En 3 ans, 100% des métiers et des process de l’entreprise ont changé. Rien de moins. Depuis l’acheteur au logisticien.  Par exemple pour le centre de préparation de commandes, le personnel est passé du 1x8 aux 2x8, le samedi devenant un jour travaillé.

Tous les « Key Performance Indicators » ont donné le ton : le délai de réponse aux emails est passé de plusieurs jours à 24h, le nombre de nouveaux clients web a fait son entrée dans les reportings et le délai de livraison des produits a été nettement raccourci.

 

« Quand je suis arrivée, se rappelle Laurence Paganini, Internet était un business model à part, tout fonctionnait en silo : la base de données clients et produits était distincte de celle du catalogue, le community manager n’avait aucune communication avec le centre de relation client… ». Il a alors été décidé de créer un poste spécifique pour la personne qui serait en charge de conduire la transformation digitale (l’équivalent des actuels « chief digital officers »).
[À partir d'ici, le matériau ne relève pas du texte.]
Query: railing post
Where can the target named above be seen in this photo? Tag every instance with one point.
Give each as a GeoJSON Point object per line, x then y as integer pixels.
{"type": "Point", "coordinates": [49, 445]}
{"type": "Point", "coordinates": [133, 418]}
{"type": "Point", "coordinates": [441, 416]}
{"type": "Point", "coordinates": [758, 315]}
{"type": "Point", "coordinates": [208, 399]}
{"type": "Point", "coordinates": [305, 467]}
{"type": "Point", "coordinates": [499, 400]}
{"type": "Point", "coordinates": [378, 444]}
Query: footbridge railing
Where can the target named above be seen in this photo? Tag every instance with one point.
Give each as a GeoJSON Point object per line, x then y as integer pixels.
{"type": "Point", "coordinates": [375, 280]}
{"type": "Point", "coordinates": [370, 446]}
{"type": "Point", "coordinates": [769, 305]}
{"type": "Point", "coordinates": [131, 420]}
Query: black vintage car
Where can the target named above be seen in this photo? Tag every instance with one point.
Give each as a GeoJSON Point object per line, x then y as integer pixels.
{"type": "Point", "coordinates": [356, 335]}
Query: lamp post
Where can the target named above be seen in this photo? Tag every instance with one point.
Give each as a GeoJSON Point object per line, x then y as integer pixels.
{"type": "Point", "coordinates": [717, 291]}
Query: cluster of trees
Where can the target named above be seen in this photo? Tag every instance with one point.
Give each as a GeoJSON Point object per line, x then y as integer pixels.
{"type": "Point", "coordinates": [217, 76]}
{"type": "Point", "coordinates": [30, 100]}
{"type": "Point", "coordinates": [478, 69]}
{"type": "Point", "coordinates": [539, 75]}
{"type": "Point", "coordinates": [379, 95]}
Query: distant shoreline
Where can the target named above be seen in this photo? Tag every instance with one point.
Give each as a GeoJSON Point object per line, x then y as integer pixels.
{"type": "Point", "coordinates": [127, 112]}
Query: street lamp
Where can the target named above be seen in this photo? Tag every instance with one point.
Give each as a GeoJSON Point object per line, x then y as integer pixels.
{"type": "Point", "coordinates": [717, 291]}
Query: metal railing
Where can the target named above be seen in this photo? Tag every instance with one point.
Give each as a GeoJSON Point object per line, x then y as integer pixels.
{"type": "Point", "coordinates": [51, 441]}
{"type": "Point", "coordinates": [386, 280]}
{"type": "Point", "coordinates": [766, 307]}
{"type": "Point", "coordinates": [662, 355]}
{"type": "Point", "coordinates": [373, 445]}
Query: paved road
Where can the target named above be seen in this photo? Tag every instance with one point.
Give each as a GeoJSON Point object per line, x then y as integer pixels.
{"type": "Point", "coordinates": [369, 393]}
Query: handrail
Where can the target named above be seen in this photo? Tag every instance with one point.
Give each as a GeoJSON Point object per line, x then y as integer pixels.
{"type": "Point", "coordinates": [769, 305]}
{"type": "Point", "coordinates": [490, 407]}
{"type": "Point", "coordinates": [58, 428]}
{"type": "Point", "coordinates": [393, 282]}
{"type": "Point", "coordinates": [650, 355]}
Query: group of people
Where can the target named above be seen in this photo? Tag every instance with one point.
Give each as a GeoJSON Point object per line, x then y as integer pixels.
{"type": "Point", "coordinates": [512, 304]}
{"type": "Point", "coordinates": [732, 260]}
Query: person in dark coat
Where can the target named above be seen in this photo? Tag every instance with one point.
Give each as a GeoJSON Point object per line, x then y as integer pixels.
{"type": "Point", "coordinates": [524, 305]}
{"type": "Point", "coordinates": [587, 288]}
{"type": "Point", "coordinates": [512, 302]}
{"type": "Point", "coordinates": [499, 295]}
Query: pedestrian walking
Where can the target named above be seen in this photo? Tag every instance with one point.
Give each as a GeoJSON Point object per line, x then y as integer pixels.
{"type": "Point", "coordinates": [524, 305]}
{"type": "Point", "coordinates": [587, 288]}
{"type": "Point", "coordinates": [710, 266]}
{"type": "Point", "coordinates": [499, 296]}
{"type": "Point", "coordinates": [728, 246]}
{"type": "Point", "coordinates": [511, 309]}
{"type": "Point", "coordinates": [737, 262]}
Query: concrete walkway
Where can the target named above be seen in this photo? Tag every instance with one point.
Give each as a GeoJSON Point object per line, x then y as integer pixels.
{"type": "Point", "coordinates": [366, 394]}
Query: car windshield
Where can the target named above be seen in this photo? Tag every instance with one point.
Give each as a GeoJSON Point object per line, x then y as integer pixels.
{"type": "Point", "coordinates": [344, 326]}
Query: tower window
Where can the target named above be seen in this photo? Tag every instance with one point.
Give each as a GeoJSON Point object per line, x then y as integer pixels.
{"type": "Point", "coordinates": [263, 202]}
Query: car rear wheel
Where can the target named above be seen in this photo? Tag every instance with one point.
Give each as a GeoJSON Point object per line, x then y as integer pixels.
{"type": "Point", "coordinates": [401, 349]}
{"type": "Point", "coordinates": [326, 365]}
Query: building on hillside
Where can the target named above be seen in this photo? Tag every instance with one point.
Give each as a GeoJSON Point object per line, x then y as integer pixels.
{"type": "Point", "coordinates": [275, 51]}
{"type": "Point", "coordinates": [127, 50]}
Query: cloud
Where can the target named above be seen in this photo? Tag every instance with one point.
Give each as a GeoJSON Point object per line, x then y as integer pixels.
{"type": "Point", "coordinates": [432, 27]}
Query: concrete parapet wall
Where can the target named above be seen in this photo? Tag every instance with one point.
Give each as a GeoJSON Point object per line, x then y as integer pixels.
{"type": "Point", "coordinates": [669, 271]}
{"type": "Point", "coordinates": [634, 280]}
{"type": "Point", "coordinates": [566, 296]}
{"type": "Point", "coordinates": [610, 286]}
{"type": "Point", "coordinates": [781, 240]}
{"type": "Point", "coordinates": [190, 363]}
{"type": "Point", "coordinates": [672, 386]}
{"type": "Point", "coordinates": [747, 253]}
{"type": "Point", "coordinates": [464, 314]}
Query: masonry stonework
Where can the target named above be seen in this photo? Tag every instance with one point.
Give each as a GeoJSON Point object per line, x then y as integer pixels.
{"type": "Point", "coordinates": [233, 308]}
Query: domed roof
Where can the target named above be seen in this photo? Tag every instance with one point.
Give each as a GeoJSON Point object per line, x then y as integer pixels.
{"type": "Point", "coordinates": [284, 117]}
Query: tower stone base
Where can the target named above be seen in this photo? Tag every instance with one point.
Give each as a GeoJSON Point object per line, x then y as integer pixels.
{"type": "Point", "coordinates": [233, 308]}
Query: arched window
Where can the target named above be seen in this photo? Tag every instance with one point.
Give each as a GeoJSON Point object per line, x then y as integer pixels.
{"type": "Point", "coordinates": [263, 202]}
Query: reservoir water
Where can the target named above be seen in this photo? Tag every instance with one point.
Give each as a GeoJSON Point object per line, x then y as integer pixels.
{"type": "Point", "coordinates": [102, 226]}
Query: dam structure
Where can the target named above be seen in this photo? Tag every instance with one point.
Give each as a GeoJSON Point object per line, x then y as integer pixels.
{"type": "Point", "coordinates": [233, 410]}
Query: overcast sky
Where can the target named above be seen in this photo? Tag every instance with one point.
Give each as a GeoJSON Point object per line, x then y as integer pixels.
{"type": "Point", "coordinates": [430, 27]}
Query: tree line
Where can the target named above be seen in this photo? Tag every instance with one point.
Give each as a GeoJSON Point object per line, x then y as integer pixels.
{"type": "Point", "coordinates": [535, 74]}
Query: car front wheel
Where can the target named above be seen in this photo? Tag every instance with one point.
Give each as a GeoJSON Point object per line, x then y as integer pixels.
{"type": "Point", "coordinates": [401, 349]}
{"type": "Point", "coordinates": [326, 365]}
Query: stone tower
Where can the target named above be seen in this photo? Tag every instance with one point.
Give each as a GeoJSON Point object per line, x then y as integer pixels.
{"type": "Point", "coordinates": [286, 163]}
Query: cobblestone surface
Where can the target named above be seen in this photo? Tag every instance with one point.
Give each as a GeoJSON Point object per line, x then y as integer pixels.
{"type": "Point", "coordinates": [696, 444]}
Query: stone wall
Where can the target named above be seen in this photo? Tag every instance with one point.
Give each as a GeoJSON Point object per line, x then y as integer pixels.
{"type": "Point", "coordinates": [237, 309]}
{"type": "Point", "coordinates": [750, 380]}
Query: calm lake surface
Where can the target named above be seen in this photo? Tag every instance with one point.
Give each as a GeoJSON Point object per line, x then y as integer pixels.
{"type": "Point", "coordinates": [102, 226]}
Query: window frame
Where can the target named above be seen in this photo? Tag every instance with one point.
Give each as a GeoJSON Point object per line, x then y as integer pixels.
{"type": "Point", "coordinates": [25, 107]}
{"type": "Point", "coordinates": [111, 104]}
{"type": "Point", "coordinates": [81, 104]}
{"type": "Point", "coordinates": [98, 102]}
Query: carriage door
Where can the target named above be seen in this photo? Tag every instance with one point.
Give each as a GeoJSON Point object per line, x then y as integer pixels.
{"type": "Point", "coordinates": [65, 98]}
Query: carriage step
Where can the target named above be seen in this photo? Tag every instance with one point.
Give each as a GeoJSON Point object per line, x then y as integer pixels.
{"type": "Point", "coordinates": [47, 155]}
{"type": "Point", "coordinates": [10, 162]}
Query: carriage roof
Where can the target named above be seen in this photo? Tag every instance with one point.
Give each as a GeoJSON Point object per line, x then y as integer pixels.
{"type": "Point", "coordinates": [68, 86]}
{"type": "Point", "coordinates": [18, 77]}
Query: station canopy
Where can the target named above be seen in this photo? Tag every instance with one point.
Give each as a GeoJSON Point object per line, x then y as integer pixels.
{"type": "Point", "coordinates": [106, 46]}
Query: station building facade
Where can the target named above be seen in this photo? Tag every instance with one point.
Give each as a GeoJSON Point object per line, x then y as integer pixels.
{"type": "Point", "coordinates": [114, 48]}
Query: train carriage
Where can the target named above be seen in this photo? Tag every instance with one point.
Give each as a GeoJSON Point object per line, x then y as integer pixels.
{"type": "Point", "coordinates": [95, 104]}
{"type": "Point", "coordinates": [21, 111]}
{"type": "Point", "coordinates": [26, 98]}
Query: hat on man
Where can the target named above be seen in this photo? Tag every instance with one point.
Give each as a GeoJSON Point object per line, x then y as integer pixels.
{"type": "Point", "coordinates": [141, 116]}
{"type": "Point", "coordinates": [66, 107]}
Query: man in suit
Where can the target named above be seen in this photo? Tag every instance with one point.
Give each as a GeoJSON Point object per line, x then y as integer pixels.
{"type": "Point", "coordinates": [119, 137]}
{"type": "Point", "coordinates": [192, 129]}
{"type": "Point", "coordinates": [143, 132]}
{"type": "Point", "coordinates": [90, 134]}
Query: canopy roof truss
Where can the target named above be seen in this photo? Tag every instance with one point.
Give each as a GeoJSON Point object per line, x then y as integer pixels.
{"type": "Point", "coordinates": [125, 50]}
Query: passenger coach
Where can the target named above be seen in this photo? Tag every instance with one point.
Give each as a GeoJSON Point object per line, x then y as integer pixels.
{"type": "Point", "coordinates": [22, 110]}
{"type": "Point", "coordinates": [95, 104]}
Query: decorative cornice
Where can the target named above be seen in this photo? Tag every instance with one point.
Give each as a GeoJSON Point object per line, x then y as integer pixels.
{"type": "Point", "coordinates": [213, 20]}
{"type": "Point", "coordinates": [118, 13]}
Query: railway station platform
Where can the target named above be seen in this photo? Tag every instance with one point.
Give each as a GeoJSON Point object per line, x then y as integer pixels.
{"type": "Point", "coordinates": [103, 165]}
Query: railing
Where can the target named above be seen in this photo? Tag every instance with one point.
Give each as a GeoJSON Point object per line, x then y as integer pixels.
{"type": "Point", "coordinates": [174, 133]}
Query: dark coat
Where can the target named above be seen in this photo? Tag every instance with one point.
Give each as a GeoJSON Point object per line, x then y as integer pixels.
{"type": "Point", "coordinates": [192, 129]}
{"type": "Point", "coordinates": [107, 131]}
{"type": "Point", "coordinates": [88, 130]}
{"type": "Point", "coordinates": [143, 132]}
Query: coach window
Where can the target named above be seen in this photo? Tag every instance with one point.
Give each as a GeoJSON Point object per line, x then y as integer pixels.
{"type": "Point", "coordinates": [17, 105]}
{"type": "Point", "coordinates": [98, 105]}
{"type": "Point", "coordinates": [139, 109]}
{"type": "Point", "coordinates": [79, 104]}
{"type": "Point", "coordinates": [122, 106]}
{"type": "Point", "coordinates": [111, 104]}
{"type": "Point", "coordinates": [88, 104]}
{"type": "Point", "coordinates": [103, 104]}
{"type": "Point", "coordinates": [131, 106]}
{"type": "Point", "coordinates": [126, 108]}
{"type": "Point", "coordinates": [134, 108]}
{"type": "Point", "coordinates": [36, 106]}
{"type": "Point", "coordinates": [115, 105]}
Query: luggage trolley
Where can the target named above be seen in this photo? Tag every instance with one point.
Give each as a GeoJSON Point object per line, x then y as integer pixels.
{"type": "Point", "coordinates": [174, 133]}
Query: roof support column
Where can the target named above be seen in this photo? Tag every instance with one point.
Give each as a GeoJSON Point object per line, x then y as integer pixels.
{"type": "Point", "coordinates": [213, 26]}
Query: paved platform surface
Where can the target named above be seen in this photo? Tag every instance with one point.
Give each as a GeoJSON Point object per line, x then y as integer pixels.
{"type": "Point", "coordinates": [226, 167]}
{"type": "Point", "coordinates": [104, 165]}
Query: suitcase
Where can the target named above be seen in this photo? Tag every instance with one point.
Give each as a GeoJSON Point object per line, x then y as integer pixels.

Son équipe serait constituée de « talents du web » et serait ensuite dispersée à tous les niveaux de l’entreprise pour diffuser la « culture web ».

 

« Digitaliser un métier c’est faire prendre conscience à chacun de l’importance du digital pour chacun », résume Laurence Paganini.

 

 6.      Et pourquoi  pas dépasser ses objectifs ?

Pour passer d’une entreprise de « vente à distance » à un groupe de « commerce sans distance », les 3 Suisses ont dû totalement se réinventer et acquérir un extraordinaire savoir-faire online. A tel point que le groupe 3SI  a filialisé ses métiers et est devenu fournisseur de services pour plus de 2500 commerçants  du Web, y compris parmi les concurrents des 3 Suisses !

 

Les trois clés d’une transformation digitale réussie

Laurence Paganini a acquis trois convictions sur la manière de mener à bien son projet de digitalisation :

  • Le changement ne se décrète pas, il se vit. Cela suppose que tout le management, à commencer par le board, ait une vision partagée et soit totalement aligné sur l’objectif.
  • Il faut accepter des investissements très conséquents. Le groupe 3SI a investi pas moins de 200 millions d’euros en systèmes d’information et logistique (pour un chiffre d’affaires d’1,9 milliards d’euros) et plus de 100 000 jours de formation sur 3 ans pour les 7000 salariés du groupe.

Les fondamentaux de l’entreprise doivent rester clés : l’excellence opérationnelle, le client au centre et la qualité de service.